Opinion: Poor Sinovac results in Brazil raise questions about the Thai government

Data just in from Brazil shows the Chinese Covid-19 vaccine to be far less effective than claimed by Beijing, raising serious questions about the Thai government’s decision to invest heavily in the Sinovac jab, with the first doses due to arrive in February.

According to the Brazil-based Butantan Institute, a late-stage trial showed that the efficacy rate of the vaccine was around 50.4 per cent, much lower than the rates needed to establish and maintain herd immunity in a given population. The silver lining was that the virus was effective in lowering the number of serious cases of Covid-19.

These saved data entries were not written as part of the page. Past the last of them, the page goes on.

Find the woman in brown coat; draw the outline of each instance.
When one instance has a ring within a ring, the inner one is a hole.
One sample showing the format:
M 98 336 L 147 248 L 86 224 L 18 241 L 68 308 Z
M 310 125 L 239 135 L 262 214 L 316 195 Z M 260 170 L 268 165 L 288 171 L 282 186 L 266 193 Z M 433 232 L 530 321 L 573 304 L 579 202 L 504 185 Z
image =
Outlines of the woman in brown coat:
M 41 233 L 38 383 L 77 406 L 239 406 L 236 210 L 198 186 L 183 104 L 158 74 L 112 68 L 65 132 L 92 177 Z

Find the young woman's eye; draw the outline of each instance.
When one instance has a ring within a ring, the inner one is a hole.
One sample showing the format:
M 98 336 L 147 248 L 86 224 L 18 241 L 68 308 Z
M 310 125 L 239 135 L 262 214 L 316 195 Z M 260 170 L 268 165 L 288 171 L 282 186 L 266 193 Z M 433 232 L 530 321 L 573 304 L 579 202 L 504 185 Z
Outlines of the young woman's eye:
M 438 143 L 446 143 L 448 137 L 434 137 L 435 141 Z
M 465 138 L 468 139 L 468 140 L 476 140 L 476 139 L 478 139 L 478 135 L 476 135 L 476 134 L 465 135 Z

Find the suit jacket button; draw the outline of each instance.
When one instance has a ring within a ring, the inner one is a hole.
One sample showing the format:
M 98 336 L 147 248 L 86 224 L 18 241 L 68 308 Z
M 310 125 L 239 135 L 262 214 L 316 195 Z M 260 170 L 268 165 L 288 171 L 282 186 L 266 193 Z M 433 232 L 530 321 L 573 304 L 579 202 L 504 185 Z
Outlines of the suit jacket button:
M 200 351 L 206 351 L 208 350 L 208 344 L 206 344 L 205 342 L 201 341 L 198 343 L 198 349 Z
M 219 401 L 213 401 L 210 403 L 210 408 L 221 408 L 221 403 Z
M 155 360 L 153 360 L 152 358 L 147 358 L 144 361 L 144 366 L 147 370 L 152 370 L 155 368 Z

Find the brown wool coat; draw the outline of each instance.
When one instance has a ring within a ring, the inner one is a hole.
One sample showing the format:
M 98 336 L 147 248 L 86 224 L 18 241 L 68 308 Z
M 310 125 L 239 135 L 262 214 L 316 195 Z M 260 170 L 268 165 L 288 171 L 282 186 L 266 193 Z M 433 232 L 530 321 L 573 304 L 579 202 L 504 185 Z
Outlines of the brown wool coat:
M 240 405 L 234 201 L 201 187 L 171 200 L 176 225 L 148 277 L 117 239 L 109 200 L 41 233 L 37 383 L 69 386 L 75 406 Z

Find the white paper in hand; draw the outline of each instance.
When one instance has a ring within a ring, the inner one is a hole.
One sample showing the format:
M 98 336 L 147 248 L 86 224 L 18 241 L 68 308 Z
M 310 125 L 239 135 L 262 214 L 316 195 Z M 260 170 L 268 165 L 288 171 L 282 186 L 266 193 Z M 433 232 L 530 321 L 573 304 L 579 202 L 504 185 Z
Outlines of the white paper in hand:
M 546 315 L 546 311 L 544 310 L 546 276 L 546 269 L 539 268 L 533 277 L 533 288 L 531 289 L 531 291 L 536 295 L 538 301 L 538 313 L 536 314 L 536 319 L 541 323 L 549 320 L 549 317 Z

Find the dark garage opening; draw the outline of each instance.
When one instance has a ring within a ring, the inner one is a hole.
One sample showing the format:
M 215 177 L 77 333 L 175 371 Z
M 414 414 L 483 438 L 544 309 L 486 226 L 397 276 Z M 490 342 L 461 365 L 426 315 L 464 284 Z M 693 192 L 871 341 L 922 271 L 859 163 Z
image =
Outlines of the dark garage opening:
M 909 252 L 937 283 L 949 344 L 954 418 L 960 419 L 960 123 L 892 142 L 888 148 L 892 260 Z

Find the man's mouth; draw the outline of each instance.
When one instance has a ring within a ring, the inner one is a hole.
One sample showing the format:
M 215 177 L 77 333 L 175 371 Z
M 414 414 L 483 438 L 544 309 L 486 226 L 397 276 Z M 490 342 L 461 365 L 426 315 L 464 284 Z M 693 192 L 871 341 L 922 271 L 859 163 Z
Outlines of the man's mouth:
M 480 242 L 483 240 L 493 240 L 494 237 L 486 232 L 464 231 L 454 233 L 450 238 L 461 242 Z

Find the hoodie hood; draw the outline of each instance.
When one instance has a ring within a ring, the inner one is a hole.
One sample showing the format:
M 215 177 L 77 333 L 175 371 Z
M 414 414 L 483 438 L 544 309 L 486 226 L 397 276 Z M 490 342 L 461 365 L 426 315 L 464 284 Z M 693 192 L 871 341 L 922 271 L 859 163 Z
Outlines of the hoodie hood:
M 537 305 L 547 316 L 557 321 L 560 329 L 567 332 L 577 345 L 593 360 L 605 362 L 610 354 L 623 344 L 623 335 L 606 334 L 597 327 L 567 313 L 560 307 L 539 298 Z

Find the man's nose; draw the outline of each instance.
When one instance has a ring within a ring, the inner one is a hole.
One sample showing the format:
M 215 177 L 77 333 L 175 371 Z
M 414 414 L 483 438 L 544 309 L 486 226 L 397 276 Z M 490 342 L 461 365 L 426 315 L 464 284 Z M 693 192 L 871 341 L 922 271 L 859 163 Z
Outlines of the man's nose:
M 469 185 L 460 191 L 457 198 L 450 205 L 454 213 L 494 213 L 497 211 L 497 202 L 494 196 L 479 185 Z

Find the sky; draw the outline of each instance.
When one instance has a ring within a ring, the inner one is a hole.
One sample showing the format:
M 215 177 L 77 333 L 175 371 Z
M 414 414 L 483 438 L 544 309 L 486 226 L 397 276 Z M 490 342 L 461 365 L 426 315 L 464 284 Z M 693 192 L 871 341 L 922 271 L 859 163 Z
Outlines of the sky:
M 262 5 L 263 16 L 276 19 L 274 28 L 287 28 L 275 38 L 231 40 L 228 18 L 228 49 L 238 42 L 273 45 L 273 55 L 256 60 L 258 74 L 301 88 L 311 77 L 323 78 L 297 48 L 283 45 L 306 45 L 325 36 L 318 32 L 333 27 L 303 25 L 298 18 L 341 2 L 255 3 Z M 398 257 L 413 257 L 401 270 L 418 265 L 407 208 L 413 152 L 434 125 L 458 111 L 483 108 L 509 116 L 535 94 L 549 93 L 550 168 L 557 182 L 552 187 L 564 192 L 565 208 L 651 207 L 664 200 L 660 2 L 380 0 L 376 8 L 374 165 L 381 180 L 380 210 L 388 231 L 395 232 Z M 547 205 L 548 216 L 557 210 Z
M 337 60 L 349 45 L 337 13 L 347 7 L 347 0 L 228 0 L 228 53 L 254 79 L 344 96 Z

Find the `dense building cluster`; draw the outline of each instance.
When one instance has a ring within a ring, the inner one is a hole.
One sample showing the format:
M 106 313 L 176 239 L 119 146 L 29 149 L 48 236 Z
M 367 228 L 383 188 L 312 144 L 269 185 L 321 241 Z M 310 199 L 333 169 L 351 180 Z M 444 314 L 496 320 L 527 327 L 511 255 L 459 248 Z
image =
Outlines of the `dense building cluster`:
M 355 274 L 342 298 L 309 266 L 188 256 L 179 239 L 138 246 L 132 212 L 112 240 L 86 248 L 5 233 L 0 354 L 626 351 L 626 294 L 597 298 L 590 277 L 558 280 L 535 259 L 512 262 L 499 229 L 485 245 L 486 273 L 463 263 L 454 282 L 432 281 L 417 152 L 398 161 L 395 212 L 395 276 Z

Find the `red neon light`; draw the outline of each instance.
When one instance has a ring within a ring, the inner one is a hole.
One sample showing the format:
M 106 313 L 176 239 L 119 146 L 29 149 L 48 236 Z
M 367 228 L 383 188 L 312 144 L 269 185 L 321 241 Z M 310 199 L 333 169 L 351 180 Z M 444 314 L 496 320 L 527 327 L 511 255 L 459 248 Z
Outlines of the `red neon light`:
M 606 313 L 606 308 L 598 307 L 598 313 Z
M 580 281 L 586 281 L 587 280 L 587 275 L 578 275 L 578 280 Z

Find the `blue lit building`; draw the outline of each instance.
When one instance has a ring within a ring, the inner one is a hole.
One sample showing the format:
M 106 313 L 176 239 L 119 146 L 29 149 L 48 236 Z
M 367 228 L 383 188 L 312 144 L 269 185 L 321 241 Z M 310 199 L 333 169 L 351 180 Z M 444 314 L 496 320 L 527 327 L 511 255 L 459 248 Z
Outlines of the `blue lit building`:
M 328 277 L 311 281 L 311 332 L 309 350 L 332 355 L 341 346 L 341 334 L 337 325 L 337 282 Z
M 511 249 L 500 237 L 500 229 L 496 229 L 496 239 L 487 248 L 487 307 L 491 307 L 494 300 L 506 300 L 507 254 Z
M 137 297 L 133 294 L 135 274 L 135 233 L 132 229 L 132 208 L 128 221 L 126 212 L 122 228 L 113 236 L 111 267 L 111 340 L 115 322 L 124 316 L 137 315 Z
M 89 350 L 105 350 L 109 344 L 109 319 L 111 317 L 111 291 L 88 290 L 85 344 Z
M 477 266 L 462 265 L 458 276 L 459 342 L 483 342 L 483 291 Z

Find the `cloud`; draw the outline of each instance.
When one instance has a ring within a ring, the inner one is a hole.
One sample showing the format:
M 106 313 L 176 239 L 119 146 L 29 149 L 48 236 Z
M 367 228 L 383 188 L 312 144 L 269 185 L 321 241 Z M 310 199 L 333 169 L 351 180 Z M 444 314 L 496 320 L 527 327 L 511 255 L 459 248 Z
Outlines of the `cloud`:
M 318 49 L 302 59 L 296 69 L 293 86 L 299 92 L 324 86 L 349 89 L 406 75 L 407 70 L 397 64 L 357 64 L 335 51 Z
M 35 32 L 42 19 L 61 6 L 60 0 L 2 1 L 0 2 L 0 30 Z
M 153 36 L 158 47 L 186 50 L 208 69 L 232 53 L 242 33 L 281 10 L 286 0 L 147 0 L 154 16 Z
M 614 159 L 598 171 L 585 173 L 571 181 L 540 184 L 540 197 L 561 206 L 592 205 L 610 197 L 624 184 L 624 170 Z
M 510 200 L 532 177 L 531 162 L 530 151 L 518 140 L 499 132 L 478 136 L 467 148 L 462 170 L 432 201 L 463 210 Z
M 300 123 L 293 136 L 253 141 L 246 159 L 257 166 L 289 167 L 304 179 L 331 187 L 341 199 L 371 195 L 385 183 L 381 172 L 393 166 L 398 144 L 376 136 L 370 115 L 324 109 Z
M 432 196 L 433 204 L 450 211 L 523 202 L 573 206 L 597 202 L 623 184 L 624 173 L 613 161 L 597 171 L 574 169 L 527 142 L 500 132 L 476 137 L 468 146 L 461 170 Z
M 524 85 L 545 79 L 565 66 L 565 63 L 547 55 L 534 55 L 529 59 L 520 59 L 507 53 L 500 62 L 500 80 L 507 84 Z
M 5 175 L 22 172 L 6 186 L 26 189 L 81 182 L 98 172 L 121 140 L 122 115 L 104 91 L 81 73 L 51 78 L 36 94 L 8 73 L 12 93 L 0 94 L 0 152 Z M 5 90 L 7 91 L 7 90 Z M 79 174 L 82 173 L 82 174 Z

The new verified results from Brazil raises serious questions over the Thai government’s purchasing of 2 million doses of the vaccine and draws into question the government’s relationship with the Chinese government.

Did the Prayut Chan-ocha administration and Anuthin Charnvirakul, the Minister of Public Health, do any research about the vaccine before the purchase agreement was made?

Did they readily accept the results from the Chinese company/government without batting an eyelid?

If the latter is true, then the symbiotic relationship between the military-backed government in Thailand and the Chinese communist party has now taken precedence over the well-being of the Thai people.

According to Prayut and Anuthin, the Sinovacs vaccine was going to be administered to frontline workers – those risking their lives to protect the population from the pandemic. Rather than spending more money to ensure that the vaccine we are giving doctors and nurses is effective, we are giving them a vaccine that is only effective half of the time.

Why? Because the government, specifically those in charge, needs to suck up to their Chinese paymasters to stay in their good graces.

That is why we have Chinese submarines instead of German ones, the reason we have Chinese high speed rail systems instead of Japanese, the reason we turn a blind eye when the people of the Northeast suffer from drought when Chinese dams stop letting out water and now the reason why our frontline workers have a less than effective vaccine.

All of this stems from the government’s insecurity at how they came into power. Prayut and his government needed Beijing’s approval when they came into power because no western government would recognize an administration put in place by a military coup.

As a result, they are indebted to Beijing, indebted to Chinese capital and prestige, even at the expense of their own people.

Let us remember that the PRC is not the benevolent, benign power that it claims to be. One merely has to look at the havoc Beijing has wrought in the domestic economics of Laos and Cambodia to understand that a handshake with Xi Jinping’s government could result in debt-traps and binding contracts that could hamper a country’s economy for decades. Let us not even mention the human rights violations in Xinjiang, Inner Mongolia and Tibet that Beijing is guilty of.

Thailand has spent the last three centuries balancing the hegemony of great powers for our own advantage. It is the most remarkable foreign policy achievement for an otherwise unremarkable regional player.

Yet, the good work of our predecessors stands to be undone by Prayut and his cronies. Rather than continue to pursue the balance of power, this government has chosen instead to side with a dictatorial regime that grows more aggressive and imperialist by the day. If that is indeed the case, then this vaccine is just the first of many bitter pills that we will have to swallow.